Arcade Fire: The Biggest Little Band?

Arcade Fire may be the biggest little band in the world. Big because they're a sprawling octet whose operatic 2004 debut, "Funeral"—a collection of rumbling, ramshackle anthems about death and redemption—scored pristine reviews, sold half a million copies and earned them spots on stage with David Bowie, David Byrne and U2. Yet little, too—the Canadian ensemble is, at heart, a close-knit family act (married couple Win Butler and Régine Chassagne write and sing the songs; Butler's brother Will serves as sideman) who've stuck with an indie label, busked after concerts and unveiled anticipated new tracks in one bandmember's high-school cafeteria. Sure, their recent five-night stands in New York, London and Montreal sold out in seconds. Which sounds pretty impressive—except that they booked the shows at a church, a Victorian music hall and a Ukrainian community center. Somewhere, Bono is baffled.

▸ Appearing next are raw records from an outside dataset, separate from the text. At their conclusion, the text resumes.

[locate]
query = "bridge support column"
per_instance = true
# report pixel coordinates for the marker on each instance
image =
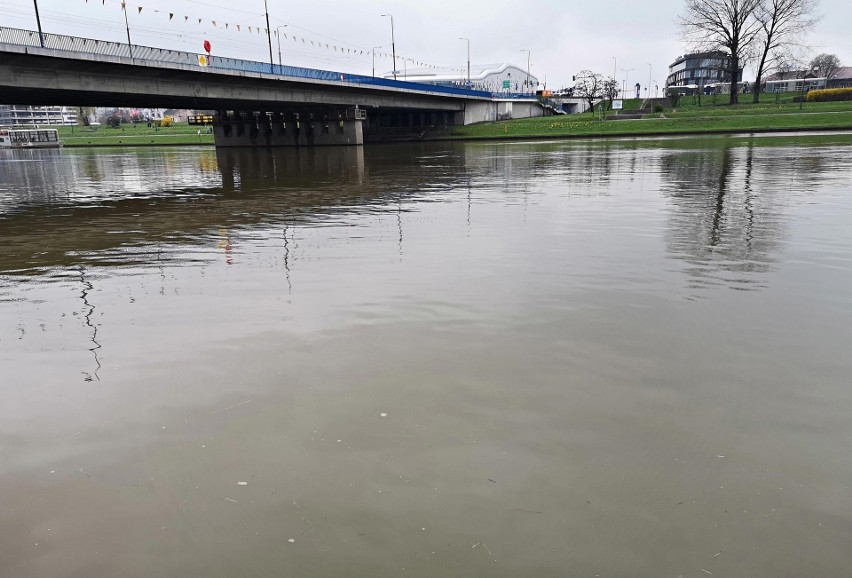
(287, 129)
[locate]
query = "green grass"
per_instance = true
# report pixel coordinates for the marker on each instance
(685, 119)
(128, 135)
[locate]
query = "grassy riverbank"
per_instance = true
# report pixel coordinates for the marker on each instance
(691, 116)
(688, 118)
(130, 135)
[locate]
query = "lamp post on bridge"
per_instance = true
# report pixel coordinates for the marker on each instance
(269, 39)
(649, 80)
(468, 59)
(374, 59)
(38, 23)
(393, 45)
(127, 27)
(626, 72)
(278, 34)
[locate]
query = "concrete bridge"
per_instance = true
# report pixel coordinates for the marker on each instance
(256, 104)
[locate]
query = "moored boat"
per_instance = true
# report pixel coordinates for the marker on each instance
(25, 138)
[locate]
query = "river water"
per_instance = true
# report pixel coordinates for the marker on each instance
(585, 358)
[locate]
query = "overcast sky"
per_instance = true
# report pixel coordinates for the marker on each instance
(618, 36)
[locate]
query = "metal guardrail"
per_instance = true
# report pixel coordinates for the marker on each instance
(61, 42)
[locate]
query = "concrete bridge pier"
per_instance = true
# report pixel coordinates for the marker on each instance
(289, 128)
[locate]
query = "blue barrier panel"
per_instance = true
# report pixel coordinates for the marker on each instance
(161, 56)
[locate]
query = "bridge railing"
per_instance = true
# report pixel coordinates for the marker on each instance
(142, 54)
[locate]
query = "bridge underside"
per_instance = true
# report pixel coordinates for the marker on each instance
(252, 109)
(317, 126)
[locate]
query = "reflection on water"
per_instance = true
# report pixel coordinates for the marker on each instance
(479, 359)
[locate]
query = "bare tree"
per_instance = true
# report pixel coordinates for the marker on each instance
(826, 65)
(780, 21)
(589, 86)
(610, 90)
(729, 25)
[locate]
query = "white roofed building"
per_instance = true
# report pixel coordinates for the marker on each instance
(495, 78)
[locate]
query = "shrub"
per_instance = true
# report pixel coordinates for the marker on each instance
(829, 94)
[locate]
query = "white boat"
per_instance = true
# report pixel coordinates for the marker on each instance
(26, 138)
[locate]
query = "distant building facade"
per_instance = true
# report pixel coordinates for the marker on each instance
(799, 80)
(701, 69)
(487, 77)
(14, 115)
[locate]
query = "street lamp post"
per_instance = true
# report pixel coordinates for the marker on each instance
(614, 69)
(127, 27)
(649, 80)
(468, 60)
(804, 76)
(626, 72)
(374, 60)
(393, 45)
(38, 22)
(278, 33)
(269, 38)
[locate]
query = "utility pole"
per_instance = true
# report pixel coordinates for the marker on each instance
(374, 60)
(468, 59)
(38, 22)
(393, 45)
(269, 39)
(649, 80)
(278, 34)
(127, 27)
(626, 72)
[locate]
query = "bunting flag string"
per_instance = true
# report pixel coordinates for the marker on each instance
(238, 27)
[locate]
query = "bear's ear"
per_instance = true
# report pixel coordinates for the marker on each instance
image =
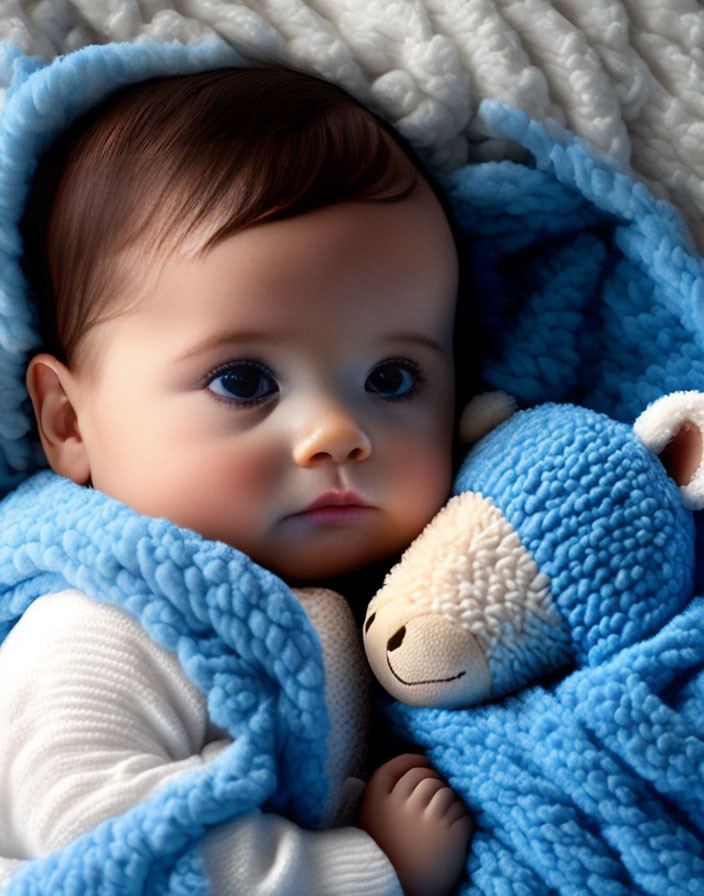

Their sophomore effort, "Neon Bible," out this week, won't entirely clear up the confusion. But it will seriously up the ante. While Butler & Co. have built buzz for the disc with typical small-scale panache—a mysterious 1-866 number, strange parodic pamphlets, a surreal YouTube video (for which they denied responsibility)—the music itself is more colossal than ever. Gone are the trendy postpunk beats and bleating Byrnesque vocals of "Funeral"; the band is now making unabashed, Springsteenian classic rock about the collision of faith and contemporary culture. And it works—big time. "Intervention"—all immense pipe organ and anxious barking ("working for the church while your family dies")—sounds like the Boss at Sunday mass. "Windowsill" rhymes MTV and World War III over a surf beat and soaring strings, while "My Body Is a Cage" starts as a swampy gospel lament and ends as a lofty prayer ("Set my spirit free"). Best of all is the frantic "Antichrist Television Blues," a surprisingly sympathetic glimpse into the heart of Joe Simpson (the man to blame for Jessica and Ashlee). "Funeral" fanatics may wince at "Neon Bible"'s murkier vibe, but they'd be wrong not to recognize (and celebrate) what a rarity it is: a rich rock record that manages, in this age of disposable 99-cent singles, to make a cohesive, combative statement about the way we live today—and keeps it catchy enough to sing in the shower. Sometimes bigger really is better.